No último pregão (2), os futuros fecharam em queda, com recuo de 0,43% para o de maio, a US$ cents 1.163,50/bushel, e perda de 0,38% para o de julho, a US$ cents 1.180,00/bushel. No entanto, ambos valorizaram na semana 0,37% e 0,40%, nesta ordem.
Em relação aos derivados, o óleo e farelo subiam 0,22% e 1,21%, respectivamente.
Wasde no radar
Nesta manhã, o mercado era beneficiado pela valorização dos derivados, à medida que os agentes se posicionam antes da divulgação do relatório mensal de oferta e demanda (Wasde) do Departamento de Agricultura dos Estados Unidos (USDA), previsto para quinta-feira (9).

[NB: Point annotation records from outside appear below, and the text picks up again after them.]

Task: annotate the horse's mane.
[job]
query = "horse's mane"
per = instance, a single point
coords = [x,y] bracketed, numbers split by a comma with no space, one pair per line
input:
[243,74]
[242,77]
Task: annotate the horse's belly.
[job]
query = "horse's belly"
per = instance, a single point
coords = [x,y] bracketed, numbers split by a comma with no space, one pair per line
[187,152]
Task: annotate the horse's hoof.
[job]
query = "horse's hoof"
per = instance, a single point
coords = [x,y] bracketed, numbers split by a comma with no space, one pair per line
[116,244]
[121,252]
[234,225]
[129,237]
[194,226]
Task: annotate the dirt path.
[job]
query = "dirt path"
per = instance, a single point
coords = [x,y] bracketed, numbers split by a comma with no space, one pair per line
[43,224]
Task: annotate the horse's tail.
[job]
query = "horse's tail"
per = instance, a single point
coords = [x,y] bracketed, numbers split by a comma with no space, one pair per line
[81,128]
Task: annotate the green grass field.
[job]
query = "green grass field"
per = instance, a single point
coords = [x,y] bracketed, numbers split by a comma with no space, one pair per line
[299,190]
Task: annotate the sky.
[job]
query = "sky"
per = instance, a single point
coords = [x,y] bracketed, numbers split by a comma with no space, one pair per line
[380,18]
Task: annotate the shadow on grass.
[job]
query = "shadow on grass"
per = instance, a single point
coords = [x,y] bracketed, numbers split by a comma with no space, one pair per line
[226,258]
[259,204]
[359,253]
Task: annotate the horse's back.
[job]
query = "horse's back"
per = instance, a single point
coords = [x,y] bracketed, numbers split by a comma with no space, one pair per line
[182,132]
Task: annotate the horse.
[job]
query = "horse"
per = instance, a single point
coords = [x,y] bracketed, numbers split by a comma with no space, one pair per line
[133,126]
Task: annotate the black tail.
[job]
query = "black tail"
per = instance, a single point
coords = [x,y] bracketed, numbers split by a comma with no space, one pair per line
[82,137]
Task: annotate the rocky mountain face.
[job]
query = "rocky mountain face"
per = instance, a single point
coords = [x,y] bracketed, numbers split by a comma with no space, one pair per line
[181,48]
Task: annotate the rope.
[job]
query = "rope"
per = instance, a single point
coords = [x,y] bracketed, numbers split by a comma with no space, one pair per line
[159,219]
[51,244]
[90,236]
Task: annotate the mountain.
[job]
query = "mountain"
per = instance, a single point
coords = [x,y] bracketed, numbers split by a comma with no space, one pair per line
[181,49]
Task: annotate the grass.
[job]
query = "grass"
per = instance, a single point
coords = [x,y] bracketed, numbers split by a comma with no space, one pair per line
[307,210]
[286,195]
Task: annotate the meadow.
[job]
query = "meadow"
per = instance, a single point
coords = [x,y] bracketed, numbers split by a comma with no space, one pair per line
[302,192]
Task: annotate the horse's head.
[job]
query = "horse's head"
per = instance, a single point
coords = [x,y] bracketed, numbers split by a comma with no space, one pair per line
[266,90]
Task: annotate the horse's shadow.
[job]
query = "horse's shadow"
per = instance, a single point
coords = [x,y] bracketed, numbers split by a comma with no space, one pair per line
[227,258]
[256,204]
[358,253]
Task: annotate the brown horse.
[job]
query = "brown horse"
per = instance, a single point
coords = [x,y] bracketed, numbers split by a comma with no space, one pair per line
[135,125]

Na última edição, o USDA estimou a produção norte-americana de soja em 115,99 milhões de toneladas para a safra 2025/26, abaixo das 119,05 milhões de toneladas do ciclo anterior.
Colheita no Brasil limita ganhos
No entanto, os ganhos eram contidos pelo avanço da colheita da safra brasileira, onde menos de 25% da área ainda resta por colher, conforme o último levantamento da DATAGRO Grãos.
No radar, seguem as incertezas quanto a guerra no Oriente Médio, entre EUA, Israel e o Irã. A escalada das tensões tem elevado os preços do petróleo e gerado preocupações com o transporte de insumos agrícolas pelo Estreito de Ormuz.